Cette observation fut faite de la meilleure grâce possible, elle réveilla mon attention, et je répondis à l’étranger, avec toute la politesse dont j’étais capable, que si j’avais touché un sujet qui lui fût désagréable, il ne fallait l’attribuer qu’à l’ignorance où j’étais de sa profession et de son rang : j’étais prêt d’ailleurs à lui offrir toutes sortes de satisfactions au sujet de cette offense involontaire, du moment qu’il me dirait en quoi elle consistait.

« Offense ? monsieur, répondit-il ; pas du tout : il n’y a d’offense que là où l’on veut bien la ressentir. Je suis habitué à trop de fausses et cruelles interprétations, pour m’offenser d’un conte populaire, inventé dans le but de ridiculiser ma profession.

— Dois-je entendre par là que je parle à un membre du clergé catholique ?

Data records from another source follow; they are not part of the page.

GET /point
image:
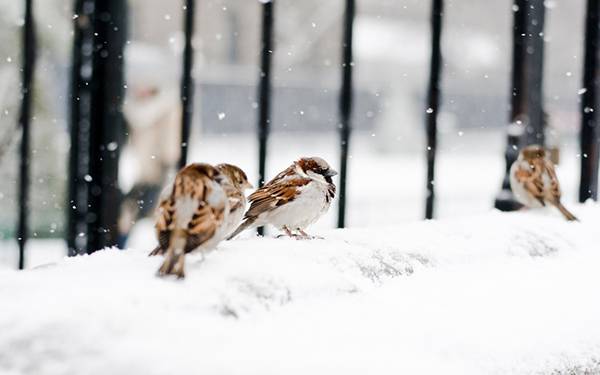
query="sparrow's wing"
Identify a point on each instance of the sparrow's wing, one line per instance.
(271, 196)
(206, 219)
(235, 196)
(554, 188)
(531, 178)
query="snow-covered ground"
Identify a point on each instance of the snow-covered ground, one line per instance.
(483, 294)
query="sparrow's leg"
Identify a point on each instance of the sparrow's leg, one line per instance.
(306, 236)
(179, 264)
(288, 233)
(157, 251)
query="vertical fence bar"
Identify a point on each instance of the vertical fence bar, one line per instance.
(187, 82)
(345, 107)
(107, 122)
(27, 70)
(526, 125)
(97, 124)
(590, 105)
(433, 102)
(80, 105)
(264, 91)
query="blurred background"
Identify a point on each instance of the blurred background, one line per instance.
(386, 183)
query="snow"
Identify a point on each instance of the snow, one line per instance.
(493, 293)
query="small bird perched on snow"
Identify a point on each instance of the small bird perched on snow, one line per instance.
(534, 182)
(234, 184)
(191, 217)
(294, 199)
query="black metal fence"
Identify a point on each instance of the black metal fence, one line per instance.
(97, 92)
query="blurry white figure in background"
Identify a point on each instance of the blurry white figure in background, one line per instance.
(152, 112)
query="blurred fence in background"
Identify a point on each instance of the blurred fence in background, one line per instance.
(321, 41)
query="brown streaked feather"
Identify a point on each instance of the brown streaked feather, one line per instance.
(274, 195)
(531, 178)
(195, 181)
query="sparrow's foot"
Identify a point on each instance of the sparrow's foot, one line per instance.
(156, 251)
(306, 236)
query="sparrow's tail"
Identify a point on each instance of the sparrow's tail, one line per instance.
(246, 224)
(567, 214)
(175, 256)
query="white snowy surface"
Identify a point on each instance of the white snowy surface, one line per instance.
(489, 294)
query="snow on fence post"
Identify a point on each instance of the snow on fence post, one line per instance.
(345, 107)
(526, 125)
(187, 82)
(97, 125)
(264, 91)
(433, 101)
(590, 105)
(27, 70)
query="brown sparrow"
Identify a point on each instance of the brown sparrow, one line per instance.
(534, 182)
(234, 184)
(294, 199)
(191, 216)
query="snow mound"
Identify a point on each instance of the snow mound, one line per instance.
(493, 294)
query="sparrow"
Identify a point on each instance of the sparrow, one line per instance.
(191, 216)
(294, 199)
(534, 182)
(234, 184)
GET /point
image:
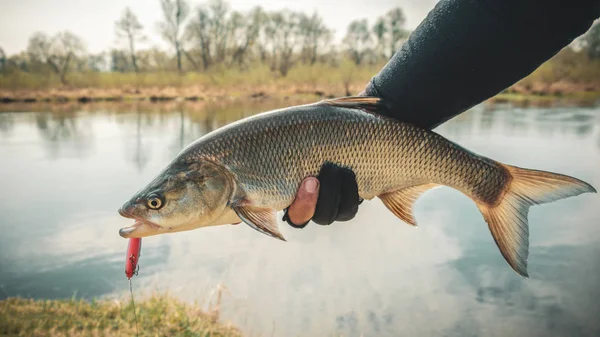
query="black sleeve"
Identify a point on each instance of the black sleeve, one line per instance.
(466, 51)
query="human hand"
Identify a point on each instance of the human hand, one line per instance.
(331, 196)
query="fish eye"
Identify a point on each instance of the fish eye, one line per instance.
(154, 201)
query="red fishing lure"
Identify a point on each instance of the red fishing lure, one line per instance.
(133, 255)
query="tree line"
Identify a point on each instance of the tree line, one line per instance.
(212, 35)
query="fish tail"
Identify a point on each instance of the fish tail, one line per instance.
(507, 216)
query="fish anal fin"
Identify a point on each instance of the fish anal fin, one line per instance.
(264, 220)
(400, 202)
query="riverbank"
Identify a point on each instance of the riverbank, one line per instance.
(157, 316)
(567, 76)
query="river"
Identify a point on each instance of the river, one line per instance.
(65, 172)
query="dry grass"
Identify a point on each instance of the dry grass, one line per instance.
(158, 316)
(568, 74)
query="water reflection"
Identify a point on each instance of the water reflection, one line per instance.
(71, 168)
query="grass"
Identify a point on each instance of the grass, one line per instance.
(158, 315)
(219, 82)
(569, 74)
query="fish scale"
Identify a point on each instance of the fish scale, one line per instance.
(248, 170)
(384, 154)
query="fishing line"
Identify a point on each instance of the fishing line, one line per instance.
(134, 313)
(131, 269)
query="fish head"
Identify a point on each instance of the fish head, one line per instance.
(182, 197)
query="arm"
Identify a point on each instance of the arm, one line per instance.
(464, 52)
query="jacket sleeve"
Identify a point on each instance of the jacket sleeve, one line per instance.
(466, 51)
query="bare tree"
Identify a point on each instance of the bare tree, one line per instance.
(380, 31)
(58, 52)
(282, 33)
(129, 27)
(314, 33)
(2, 59)
(245, 32)
(175, 12)
(396, 20)
(199, 34)
(357, 40)
(219, 28)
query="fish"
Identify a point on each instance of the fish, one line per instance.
(250, 169)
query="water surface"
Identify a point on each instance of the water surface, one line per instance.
(65, 173)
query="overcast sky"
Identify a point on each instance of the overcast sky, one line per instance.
(93, 20)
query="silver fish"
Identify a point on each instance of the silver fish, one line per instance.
(250, 169)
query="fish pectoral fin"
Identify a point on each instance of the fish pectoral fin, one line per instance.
(401, 202)
(263, 220)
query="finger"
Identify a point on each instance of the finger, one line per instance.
(303, 207)
(329, 195)
(349, 196)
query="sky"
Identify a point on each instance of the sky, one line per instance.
(93, 20)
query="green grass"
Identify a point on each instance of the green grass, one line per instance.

— À un moine indigne de l’ordre de Saint-Benoît, appartenant à une communauté de vos compatriotes depuis long-temps établie en France, mais malheureusement dispersée par les orages de la révolution.

— En ce cas, vous êtes Écossais, et né dans notre voisinage ?

— Pas tout à fait ; je ne suis qu’originaire d’Écosse, et c’est la première fois de ma vie que je me trouve dans ces environs.

— La première fois, et en connaître si minutieusement l’histoire, les traditions, et jusqu’aux localités ! Vous me surprenez, monsieur.

— Il n’est pas surprenant que je possède ces connaissances lo-

  1. Le texte porte omniscient, adjectif qu’il est regrettable peut-être de ne pas voir admis dans notre langue, déjà en possession d’omniscience. a. m.